Whether or not to take the Celexa was a big decision. Since getting clean, I hadn't taken one sip of beer or any pill stronger than Tylenol. I worried that the Celexa would lead to a stronger pill, and then a stronger one, and then an even stronger one after that. But I was even more afraid of continuing on the path I was already on. I started taking the Celexa, and it helped take the edge off, giving me room to breathe. Slowly the anxiety lessened, and I was able to do the work I needed to do to become whole again.

Thank God Lindsay stepped in too. “You lost your center,” she told me. “You need another anchor.” With her support, I went back to AA, first one meeting a week, then two, three, and sometimes more. I began intensive weekly phone sessions with Larry Kreisberg, the therapist I'd first seen as a teenager, and I started seeing a cognitive behavioral therapist once a week to help work on my hypochondriasis.

After one meeting I approached an older man who had spoken. “I'm coming up on nine years of sobriety,” I told him, shaking slightly as I held my coffee cup, “and I've lost my way.” He agreed to be my sponsor, and I renewed my commitment to working the steps, connecting to other addicts, and being of service.
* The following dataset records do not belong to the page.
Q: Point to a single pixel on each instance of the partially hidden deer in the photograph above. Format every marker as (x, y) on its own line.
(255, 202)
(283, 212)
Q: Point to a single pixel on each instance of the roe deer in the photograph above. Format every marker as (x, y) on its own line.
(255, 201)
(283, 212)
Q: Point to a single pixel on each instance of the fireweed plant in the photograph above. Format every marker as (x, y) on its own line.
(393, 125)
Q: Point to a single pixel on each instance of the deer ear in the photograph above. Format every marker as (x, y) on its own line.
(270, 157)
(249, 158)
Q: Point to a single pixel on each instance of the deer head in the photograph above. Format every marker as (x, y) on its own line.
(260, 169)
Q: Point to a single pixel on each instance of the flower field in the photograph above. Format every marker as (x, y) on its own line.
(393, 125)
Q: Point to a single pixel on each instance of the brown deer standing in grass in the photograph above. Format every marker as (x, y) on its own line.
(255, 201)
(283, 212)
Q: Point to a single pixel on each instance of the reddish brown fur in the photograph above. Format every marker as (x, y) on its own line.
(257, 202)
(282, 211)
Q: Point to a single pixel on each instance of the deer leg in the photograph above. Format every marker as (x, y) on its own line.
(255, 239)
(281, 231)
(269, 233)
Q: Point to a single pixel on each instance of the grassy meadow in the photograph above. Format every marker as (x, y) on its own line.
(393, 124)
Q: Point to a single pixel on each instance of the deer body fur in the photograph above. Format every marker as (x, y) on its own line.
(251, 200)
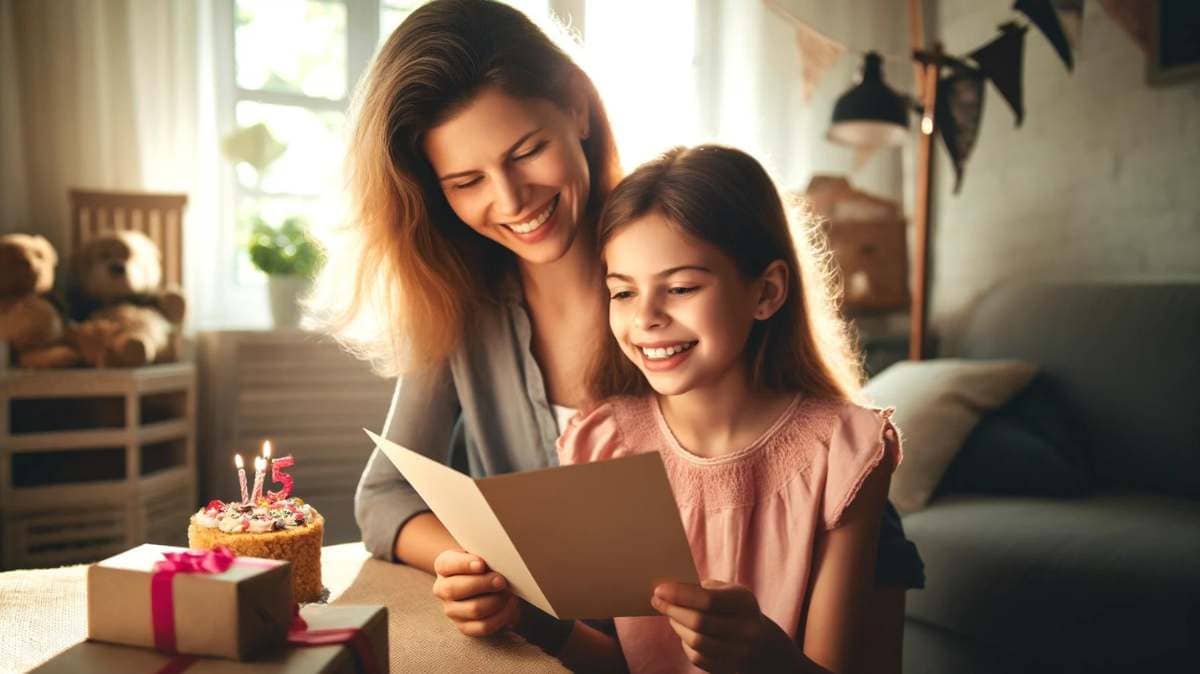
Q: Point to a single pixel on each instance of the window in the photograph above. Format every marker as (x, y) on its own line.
(289, 66)
(292, 66)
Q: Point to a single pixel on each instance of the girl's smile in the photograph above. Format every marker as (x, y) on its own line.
(678, 307)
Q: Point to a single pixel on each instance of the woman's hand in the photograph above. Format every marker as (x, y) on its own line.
(478, 601)
(721, 627)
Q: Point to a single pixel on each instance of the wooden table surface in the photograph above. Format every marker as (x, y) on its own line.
(42, 612)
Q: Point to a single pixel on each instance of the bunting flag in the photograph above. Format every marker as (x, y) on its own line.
(1071, 18)
(819, 53)
(959, 112)
(1002, 61)
(1043, 16)
(1133, 16)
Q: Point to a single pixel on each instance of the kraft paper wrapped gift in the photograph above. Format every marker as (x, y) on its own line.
(235, 613)
(369, 623)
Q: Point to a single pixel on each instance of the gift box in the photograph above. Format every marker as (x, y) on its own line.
(190, 602)
(336, 639)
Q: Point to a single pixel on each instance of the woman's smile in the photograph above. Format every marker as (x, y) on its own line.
(539, 226)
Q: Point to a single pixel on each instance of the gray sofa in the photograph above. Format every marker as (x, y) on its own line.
(1107, 582)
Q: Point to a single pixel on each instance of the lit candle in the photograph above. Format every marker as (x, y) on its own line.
(259, 467)
(277, 475)
(241, 476)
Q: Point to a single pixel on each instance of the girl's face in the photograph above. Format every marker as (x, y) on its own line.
(514, 170)
(678, 307)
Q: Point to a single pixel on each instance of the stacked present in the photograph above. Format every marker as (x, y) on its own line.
(172, 611)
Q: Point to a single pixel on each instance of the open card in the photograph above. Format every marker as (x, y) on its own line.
(577, 541)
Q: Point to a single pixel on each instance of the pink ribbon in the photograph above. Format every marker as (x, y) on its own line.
(300, 636)
(162, 596)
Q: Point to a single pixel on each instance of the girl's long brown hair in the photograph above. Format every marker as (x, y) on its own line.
(724, 197)
(412, 271)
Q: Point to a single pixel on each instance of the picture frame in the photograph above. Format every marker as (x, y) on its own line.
(1174, 42)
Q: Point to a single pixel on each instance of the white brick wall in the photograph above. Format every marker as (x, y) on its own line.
(1102, 181)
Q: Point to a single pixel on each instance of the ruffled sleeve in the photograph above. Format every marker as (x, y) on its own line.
(589, 437)
(862, 440)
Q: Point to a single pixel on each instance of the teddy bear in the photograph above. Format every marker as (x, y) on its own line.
(29, 322)
(127, 318)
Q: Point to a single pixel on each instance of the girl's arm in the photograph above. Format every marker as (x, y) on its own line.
(591, 650)
(844, 579)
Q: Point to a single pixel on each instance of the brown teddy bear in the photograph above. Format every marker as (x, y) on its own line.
(127, 317)
(29, 322)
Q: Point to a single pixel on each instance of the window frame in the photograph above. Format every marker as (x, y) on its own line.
(239, 305)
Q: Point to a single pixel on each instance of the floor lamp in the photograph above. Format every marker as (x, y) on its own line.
(873, 115)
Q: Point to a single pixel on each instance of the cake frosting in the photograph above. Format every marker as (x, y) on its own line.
(286, 529)
(234, 517)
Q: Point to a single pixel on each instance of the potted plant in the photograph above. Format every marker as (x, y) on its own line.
(291, 259)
I began to chair a meeting every other week and found time in the midst of the chaos for reflection.

In meetings and in therapy with Larry I realized that I had first started to go off course when I moved to New York and took my will back. In treatment I had found a way to live in a middle-ground, temperate zone, but as I got excited about the food at Ramsay and then about starting my own business, I was gradually pulled away from that middle. And then it became far too easy for me to lose myself in the extremes of work, eating, success, and anxiety.